London you used to be a long lost friend. Now you are McDonalds at midnight. Burger King in Leicester square. You are Gap, front and center, staring at Eros across the street in Picadilly Circus. TGIFridays when you need a bite to eat. London, you are the University Mall.
I took Liv to see Harrods and found Nordstroms. Harry Potter was even the same movie as the one up the street from my house, Provo Towne Centre Shoppe. Before we saw the show Liv was worried that the London Goblet of Fire would be in a different language ("You know that language that everyone speaks around here? Will the movie be in that language?") Nope. Same language as The States. No subtitles to read. Boring.
Roaming the tube stations Dear London, reminds me of hanging out in New York City last February. Kanye West posters, Marriah Carey photos, Jen Garner on Alias advertisements. What happened to you? You were the original!
And what is this? Ice in a my drinks? London, London, give me Fanta with no ice PLEASE! Make me beg for the freezing square pieces of American Traveler's Heaven. Don't just mix it in there, like you have been doing it throughout your many centuries. Hire more smokers too, I can't have London without the smell of cigarettes.
I don't care!
Tell them that it is healthy. Tell them that you made a mistake! Our FDA does it all the time!
And please, if you can't do anything at all, please do this.

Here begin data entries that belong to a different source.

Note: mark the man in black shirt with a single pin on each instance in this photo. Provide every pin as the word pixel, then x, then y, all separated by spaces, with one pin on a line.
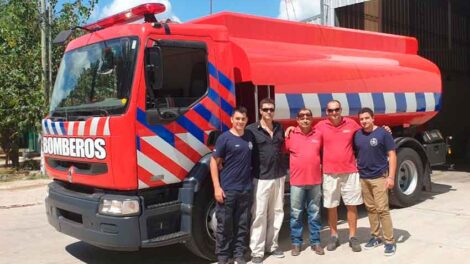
pixel 268 186
pixel 232 188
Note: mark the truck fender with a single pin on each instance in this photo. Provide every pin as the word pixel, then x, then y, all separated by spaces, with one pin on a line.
pixel 199 173
pixel 408 142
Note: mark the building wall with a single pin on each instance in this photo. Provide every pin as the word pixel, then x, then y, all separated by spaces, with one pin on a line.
pixel 442 28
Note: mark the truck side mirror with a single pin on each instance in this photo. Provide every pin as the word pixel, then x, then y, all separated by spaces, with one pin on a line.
pixel 153 117
pixel 153 68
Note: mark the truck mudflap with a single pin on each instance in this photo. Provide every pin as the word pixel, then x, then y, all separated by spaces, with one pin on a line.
pixel 76 214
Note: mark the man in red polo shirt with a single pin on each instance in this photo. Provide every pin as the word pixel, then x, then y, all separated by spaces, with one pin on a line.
pixel 340 175
pixel 304 145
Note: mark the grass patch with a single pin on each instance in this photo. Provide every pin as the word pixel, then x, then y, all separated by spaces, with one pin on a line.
pixel 29 170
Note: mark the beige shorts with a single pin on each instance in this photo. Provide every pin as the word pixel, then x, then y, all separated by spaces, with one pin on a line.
pixel 336 186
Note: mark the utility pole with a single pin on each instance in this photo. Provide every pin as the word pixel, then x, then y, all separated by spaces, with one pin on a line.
pixel 44 51
pixel 49 44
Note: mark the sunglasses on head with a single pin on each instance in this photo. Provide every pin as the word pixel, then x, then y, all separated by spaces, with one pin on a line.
pixel 267 110
pixel 304 115
pixel 333 110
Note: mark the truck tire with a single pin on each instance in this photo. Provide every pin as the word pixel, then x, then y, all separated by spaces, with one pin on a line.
pixel 202 242
pixel 408 178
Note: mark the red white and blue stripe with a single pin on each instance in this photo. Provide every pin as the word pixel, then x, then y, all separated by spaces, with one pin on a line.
pixel 288 104
pixel 166 153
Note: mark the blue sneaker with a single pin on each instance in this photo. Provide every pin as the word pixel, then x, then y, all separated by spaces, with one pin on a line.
pixel 373 243
pixel 390 249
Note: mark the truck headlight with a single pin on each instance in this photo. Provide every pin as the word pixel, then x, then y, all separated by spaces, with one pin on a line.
pixel 119 207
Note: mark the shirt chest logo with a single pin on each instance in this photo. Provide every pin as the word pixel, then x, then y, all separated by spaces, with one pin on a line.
pixel 373 142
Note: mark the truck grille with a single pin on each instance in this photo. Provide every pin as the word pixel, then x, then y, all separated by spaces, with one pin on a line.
pixel 88 168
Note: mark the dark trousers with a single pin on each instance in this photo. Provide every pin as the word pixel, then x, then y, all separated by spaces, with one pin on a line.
pixel 233 225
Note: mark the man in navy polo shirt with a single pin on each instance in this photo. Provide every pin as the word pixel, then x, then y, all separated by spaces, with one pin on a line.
pixel 377 162
pixel 232 188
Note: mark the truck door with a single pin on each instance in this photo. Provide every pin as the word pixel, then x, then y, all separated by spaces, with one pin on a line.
pixel 182 108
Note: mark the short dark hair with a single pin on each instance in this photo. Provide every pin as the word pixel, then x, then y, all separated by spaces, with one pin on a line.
pixel 267 100
pixel 240 109
pixel 333 101
pixel 366 110
pixel 304 109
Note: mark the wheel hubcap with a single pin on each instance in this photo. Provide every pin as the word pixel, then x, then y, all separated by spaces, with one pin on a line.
pixel 407 177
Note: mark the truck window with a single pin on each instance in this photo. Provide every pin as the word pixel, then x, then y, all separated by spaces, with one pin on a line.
pixel 183 80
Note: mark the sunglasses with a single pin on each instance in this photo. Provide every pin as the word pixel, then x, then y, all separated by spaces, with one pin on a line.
pixel 267 110
pixel 302 116
pixel 333 110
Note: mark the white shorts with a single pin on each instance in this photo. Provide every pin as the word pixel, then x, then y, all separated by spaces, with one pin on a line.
pixel 345 185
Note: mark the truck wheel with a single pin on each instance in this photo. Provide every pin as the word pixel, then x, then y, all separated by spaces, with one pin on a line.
pixel 408 178
pixel 204 224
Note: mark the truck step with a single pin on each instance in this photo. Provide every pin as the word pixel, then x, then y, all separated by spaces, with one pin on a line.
pixel 167 204
pixel 166 239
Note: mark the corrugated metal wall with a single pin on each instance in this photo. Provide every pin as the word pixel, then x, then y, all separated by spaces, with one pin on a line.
pixel 442 28
pixel 442 40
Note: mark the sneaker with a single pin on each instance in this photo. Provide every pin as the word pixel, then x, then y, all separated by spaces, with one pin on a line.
pixel 225 261
pixel 373 243
pixel 354 244
pixel 295 250
pixel 277 253
pixel 318 249
pixel 333 243
pixel 257 260
pixel 390 249
pixel 240 261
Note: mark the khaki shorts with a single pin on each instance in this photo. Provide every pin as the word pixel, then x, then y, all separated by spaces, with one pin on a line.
pixel 345 185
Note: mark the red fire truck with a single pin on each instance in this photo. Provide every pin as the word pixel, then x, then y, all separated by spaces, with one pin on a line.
pixel 136 108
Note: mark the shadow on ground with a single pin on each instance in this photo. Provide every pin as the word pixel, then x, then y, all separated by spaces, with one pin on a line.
pixel 363 234
pixel 169 254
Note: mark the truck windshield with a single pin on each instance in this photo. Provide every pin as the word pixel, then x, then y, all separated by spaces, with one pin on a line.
pixel 95 80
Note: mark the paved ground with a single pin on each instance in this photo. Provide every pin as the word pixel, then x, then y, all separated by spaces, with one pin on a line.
pixel 436 230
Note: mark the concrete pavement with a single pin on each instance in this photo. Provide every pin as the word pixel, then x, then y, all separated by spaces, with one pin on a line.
pixel 436 230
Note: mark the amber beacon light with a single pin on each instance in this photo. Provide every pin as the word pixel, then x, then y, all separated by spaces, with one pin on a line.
pixel 127 16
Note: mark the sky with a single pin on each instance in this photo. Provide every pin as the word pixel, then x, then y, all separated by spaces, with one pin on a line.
pixel 185 10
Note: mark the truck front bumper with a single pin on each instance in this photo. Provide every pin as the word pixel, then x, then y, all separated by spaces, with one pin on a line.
pixel 76 214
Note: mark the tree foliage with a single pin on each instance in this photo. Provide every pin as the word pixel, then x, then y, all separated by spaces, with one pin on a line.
pixel 21 92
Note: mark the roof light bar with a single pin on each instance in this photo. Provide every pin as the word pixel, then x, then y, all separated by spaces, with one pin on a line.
pixel 127 16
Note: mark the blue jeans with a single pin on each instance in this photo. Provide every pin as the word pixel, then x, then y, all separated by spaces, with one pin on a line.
pixel 305 197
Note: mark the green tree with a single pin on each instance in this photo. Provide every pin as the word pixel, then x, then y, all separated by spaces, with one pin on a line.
pixel 21 92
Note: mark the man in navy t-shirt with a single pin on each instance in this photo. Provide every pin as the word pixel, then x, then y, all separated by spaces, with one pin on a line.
pixel 232 188
pixel 377 162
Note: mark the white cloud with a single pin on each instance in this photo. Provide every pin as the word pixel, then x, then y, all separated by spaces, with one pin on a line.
pixel 117 6
pixel 298 9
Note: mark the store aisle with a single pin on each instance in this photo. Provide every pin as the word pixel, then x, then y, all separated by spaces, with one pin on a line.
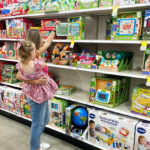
pixel 16 136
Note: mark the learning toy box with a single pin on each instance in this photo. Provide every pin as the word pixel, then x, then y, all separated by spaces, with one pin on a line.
pixel 113 61
pixel 86 4
pixel 146 26
pixel 57 112
pixel 65 90
pixel 142 139
pixel 141 100
pixel 123 2
pixel 146 65
pixel 16 28
pixel 105 3
pixel 76 28
pixel 110 131
pixel 127 26
pixel 108 91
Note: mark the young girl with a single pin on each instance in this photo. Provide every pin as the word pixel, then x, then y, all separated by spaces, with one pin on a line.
pixel 30 68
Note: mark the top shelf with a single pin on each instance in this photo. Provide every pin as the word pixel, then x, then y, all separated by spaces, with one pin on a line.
pixel 94 11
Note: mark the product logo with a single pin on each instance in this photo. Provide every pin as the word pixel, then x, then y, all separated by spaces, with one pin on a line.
pixel 92 116
pixel 141 130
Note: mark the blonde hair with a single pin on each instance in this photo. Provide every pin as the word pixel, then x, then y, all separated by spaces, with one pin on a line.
pixel 25 50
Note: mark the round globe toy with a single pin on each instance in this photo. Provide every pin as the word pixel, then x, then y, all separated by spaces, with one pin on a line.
pixel 80 117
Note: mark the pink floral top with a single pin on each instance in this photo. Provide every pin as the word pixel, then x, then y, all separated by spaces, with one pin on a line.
pixel 38 93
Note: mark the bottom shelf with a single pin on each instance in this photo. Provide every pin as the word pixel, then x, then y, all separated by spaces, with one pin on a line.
pixel 52 128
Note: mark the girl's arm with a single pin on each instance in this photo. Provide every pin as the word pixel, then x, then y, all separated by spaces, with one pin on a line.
pixel 41 81
pixel 48 40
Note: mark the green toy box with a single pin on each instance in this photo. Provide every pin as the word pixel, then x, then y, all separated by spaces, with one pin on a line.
pixel 65 90
pixel 57 112
pixel 86 4
pixel 9 73
pixel 105 3
pixel 113 61
pixel 141 100
pixel 127 26
pixel 76 28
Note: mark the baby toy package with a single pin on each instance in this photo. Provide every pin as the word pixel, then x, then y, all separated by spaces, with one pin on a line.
pixel 142 138
pixel 110 131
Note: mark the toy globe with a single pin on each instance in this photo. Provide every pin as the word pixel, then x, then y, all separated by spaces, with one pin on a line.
pixel 80 117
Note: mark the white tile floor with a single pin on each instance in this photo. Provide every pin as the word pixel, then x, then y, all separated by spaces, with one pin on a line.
pixel 16 136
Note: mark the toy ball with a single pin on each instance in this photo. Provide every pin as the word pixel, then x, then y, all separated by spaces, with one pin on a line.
pixel 80 117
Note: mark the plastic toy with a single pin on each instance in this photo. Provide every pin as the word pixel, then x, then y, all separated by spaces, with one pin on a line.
pixel 141 100
pixel 57 112
pixel 113 61
pixel 16 28
pixel 60 54
pixel 105 3
pixel 9 73
pixel 142 140
pixel 82 4
pixel 74 127
pixel 146 65
pixel 65 90
pixel 123 2
pixel 76 28
pixel 111 131
pixel 127 26
pixel 146 26
pixel 109 91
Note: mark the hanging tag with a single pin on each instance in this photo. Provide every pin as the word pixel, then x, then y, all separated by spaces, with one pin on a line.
pixel 115 11
pixel 72 44
pixel 143 45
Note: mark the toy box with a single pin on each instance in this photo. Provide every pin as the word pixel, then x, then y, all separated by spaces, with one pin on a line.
pixel 16 28
pixel 146 65
pixel 110 131
pixel 76 28
pixel 76 121
pixel 105 3
pixel 86 4
pixel 57 112
pixel 9 73
pixel 146 26
pixel 142 140
pixel 141 100
pixel 109 91
pixel 113 61
pixel 65 90
pixel 123 2
pixel 127 26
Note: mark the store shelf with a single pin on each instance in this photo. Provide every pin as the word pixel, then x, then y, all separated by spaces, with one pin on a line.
pixel 94 11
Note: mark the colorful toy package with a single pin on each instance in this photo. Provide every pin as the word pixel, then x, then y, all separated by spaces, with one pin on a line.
pixel 123 2
pixel 65 90
pixel 9 73
pixel 146 26
pixel 127 26
pixel 105 3
pixel 146 65
pixel 76 28
pixel 16 28
pixel 57 112
pixel 141 100
pixel 142 139
pixel 109 91
pixel 113 61
pixel 85 4
pixel 110 131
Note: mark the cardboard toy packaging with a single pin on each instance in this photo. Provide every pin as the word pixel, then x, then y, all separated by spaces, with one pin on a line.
pixel 110 131
pixel 142 138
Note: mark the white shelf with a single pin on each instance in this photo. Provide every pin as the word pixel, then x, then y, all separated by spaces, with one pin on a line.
pixel 94 11
pixel 87 41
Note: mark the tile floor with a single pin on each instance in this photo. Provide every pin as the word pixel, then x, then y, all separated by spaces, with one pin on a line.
pixel 16 136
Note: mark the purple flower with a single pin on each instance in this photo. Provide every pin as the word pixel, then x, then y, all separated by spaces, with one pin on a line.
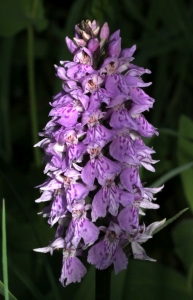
pixel 108 250
pixel 72 268
pixel 94 150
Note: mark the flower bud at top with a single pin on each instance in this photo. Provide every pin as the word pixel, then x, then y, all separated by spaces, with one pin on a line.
pixel 93 45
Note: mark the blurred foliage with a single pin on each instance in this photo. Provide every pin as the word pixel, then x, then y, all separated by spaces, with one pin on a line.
pixel 163 33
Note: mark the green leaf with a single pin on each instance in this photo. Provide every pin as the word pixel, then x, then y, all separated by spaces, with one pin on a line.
pixel 185 155
pixel 183 239
pixel 170 220
pixel 4 253
pixel 147 280
pixel 16 15
pixel 11 297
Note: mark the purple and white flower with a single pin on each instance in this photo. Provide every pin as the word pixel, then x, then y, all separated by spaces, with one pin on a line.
pixel 94 150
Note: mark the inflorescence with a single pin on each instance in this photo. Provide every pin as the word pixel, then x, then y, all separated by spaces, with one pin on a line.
pixel 94 148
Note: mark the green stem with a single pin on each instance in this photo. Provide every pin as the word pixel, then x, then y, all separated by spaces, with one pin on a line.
pixel 5 130
pixel 103 284
pixel 190 277
pixel 4 251
pixel 32 96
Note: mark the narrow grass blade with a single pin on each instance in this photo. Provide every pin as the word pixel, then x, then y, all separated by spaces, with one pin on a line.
pixel 170 220
pixel 4 252
pixel 171 174
pixel 11 297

Bring back Hob Nobs. Mc Viddies, though tasting the same don't have the sentimental value that I crave. I need to remember why the last time I was here I gained 15 pounds. London, make me fat again!
I am in Brussels for a couple days (no Americana here, London. Note: ample smoking) I will be back within the week. See what you can do for me alright? Maybe even change the name of all those corner Starbucks to Simon's Perk House Shoppe & Supplies. Same Mochachino, new/old British name.